Re: [PATCH RFC v2 00/19] fuse: fuse-over-io-uring

Miklos Szeredi <miklos@xxxxxxxxxx> · Tue, 11 Jun 2024 17:35:52 +0200

On Tue, 11 Jun 2024 at 12:26, Bernd Schubert <bernd.schubert@xxxxxxxxxxx> wrote:

> Secondly, with IORING_OP_URING_CMD we already have only a single command
> to submit requests and fetch the next one - half of the system calls.
>
> Wouldn't IORING_OP_READV/IORING_OP_WRITEV be just this approach?
> https://github.com/uroni/fuseuring?
> I.e. it hook into the existing fuse and just changes from read()/write()
> of /dev/fuse to io-uring of /dev/fuse. With the disadvantage of zero
> control which ring/queue and which ring-entry handles the request.

Unlike system calls, io_uring ops should have very little overhead.
That's one of the main selling points of io_uring (as described in the
io_uring(7) man page).

So I don't think it matters to performance whether there's a combined
WRITEV + READV (or COMMIT + FETCH) op or separate ops.

The advantage of separate ops is more flexibility and less complexity
(do only one thing in an op).

> Thirdly, initially I had even removed the allocation of 'struct
> fuse_req' and directly allocated these on available ring entries. I.e.
> the application thread was writing to the mmap ring buffer. I just
> removed that code for now, as it introduced additional complexity with
> an unknown performance outcome. If it should be helpful we could add
> that later. I don't think we have that flexibility with
> IORING_OP_READV/IORING_OP_WRITEV.

I think I understand what you'd like to see in the end: basically a
reverse io_uring, where requests are placed on a "submission queue" by
the kernel and completed requests are placed on a completion queue by
the userspace.  Exactly the opposite of current io_uring.

The major difference between your idea of a fuse_uring and the
io_uring seems to be that you place not only the request on the shared
buffer, but the data as well.   I don't think this is a good idea,
since it will often incur one more memory copy.  Otherwise the idea
itself seems sound.

The implementation twisted due to having to integrate it with
io_uring.  Unfortunately placing fuse requests directly into the
io_uring queue doesn't work, due to the reversal of roles and the size
difference between sqe and cqe entries.  Also the shared buffer seems
to lose its ring aspect due to the fact that fuse doesn't get notified
when a request is taken off the queue (io_uring_cqe_seen(3)).
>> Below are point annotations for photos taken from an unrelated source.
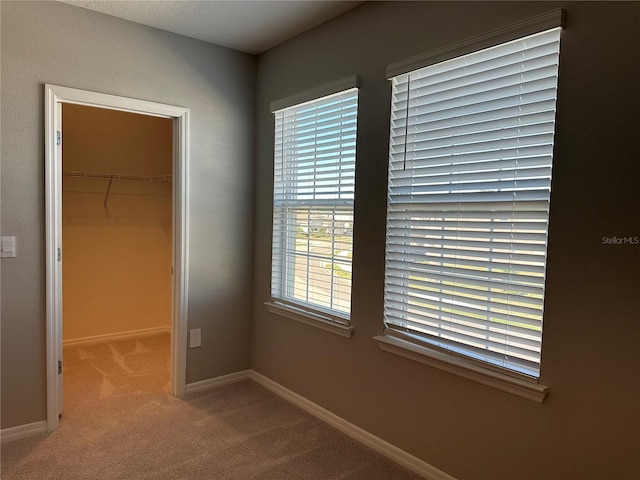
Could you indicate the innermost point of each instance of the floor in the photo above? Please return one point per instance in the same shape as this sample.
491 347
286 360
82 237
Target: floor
118 368
120 423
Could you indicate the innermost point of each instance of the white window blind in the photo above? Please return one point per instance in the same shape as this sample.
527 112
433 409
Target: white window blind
471 149
314 183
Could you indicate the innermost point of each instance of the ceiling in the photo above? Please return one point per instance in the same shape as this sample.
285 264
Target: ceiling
248 26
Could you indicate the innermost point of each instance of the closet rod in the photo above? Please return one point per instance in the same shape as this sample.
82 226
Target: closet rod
111 176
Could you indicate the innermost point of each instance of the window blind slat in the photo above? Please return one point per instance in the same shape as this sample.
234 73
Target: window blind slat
314 185
470 164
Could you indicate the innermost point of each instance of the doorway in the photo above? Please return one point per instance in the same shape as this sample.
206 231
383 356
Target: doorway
56 99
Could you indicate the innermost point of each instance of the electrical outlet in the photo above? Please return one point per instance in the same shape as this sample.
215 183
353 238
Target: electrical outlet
195 338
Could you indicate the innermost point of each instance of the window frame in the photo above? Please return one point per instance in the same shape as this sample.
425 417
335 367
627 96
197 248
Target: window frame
325 318
428 354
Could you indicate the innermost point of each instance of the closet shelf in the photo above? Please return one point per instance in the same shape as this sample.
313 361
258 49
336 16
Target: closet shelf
102 183
111 176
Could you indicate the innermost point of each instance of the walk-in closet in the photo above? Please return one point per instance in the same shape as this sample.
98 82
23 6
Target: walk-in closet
117 247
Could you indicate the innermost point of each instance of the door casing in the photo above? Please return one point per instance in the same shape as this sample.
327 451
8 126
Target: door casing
55 96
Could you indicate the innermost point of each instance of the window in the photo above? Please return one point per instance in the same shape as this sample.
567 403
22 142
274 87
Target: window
314 183
471 147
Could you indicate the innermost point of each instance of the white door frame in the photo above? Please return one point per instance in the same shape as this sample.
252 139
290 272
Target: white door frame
55 96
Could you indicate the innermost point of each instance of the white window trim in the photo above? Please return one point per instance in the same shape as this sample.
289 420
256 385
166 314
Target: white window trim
526 388
309 318
462 368
329 322
544 21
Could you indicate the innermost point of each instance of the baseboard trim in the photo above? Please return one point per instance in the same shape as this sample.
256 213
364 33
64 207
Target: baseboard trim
218 381
375 443
22 431
110 337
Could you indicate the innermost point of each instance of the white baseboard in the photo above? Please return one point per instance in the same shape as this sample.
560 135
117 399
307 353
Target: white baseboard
110 337
218 381
22 431
385 448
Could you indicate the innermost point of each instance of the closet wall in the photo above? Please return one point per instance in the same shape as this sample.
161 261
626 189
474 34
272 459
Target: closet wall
116 231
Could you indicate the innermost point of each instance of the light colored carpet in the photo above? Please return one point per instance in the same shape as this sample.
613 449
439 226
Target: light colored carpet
120 423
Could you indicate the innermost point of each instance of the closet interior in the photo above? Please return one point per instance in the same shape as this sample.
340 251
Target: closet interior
116 224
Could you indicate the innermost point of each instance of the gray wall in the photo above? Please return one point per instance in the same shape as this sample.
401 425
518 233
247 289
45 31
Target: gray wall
50 42
589 426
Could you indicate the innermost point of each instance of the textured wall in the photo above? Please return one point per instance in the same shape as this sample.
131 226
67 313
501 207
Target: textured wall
50 42
588 428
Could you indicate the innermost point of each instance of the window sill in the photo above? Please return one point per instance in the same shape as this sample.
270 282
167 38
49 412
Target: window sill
426 356
309 318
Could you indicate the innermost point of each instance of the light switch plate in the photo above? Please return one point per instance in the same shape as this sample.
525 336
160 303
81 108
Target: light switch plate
195 338
8 246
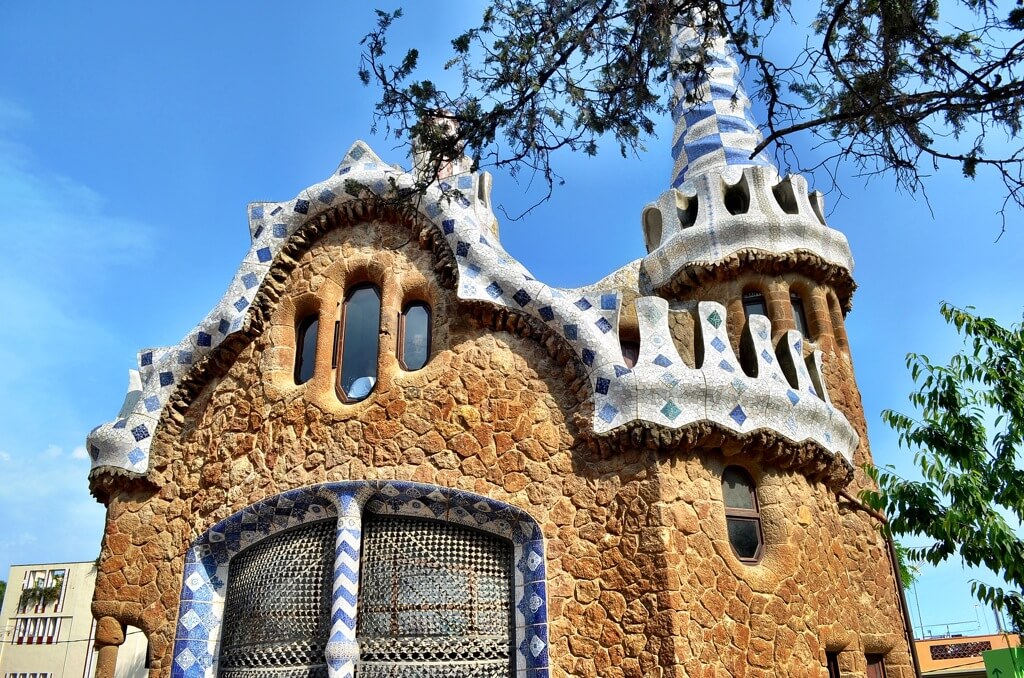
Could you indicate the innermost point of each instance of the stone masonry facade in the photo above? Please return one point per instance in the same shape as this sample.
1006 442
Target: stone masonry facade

So I think either better integration with io_uring is needed with
support for "reverse submission" or a new interface.

> >
> > Maybe there's an advantage in using an atomic op for WRITEV + READV,
> > but I'm not quite seeing it yet, since there's no syscall overhead for
> > separate ops.
>
> Here I get confused, could please explain?
> Current fuse has a read + write operation - a read() system call to
> process a fuse request and a write() call to submit the result and then
> read() to fetch the next request.
> If userspace has to send IORING_OP_READV to fetch a request and complete
> with IORING_OP_IORING_OP_WRITEV it would go through existing code path
> with operations? Well, maybe userspace could submit with IOSQE_IO_LINK,
> but that sounds like it would need to send two ring entries? I.e. memory
> and processing overhead?

Overhead should be minimal.

> And then, no way to further optimize and do fuse_req allocation on the
> ring (if there are free entries). And probably also no way that we ever
> let the application work in the SQPOLL way, because the application
> thread does not have the right to read from the fuse-server buffer? I.e.
> what I mean is that IORING_OP_URING_CMD gives a better flexibility.

There should be no difference between IORING_OP_URING_CMD and
IORING_OP_WRITEV +  IORING_OP_READV in this respect.  At least I don't
see why polling would work differently: the writev should complete
immediately and then the readv is queued.  Same as what effectively
happens with IORING_OP_URING_CMD, no?

> Btw, another issue that is avoided with the new ring-request layout is
> compatibility and alignment. The fuse header is always in a 4K section
> of the request data follow then. I.e. extending request sizes does not
> impose compatibility issues any more and also for passthrough and
> similar - O_DIRECT can be passed through to the backend file system.
> Although these issues probably need to be solved into the current fuse
> protocol.

Yes.

> Last but not least, with separation there is no global async queue
> anymore - no global lock and cache issues.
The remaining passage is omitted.